‘A strange Queen to light the fires,’ thought the King.
Then he asked the Queen, who was dressed like a maid, ‘How do you know in the dark of night whether the hours are wearing near the dawn?’
‘My father gave me a gold ring,’ said she, ‘and always, ere the dawning, it grows cold on my finger.’
‘A rich house where the maids wore gold,’ said the King. ‘Truly you are no maid, but a King’s daughter.’

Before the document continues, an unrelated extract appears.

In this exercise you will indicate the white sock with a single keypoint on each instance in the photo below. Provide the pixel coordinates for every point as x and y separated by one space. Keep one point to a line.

So he treated her royally, and as time went on she had a son called Sigurd, a beautiful boy and very strong. He had a tutor to be with him, and once the tutor bade him go to the King and ask for a horse.
‘Choose a horse for yourself,’ said the King; and Sigurd went to the wood, and there he met an old man with a white beard, and said, ‘Come! help me in horse-choosing.’
Then the old man said, ‘Drive all the horses into the river, and choose the one that swims across.’
So Sigurd drove them, and only one swam across. Sigurd chose him: his name was Grani, and he came of Sleipnir’s breed, and was the best horse in the world. For Sleipnir was the horse of Odin, the God of the North, and was as swift as the wind.
But a day or two later his tutor said to Sigurd, ‘There is a great treasure of gold hidden not far from here, and it would become you to win it.’
But Sigurd answered, ‘I have heard stories of that treasure, and I know that the dragon Fafnir guards it, and he is so huge and wicked that no man dares to go near him.’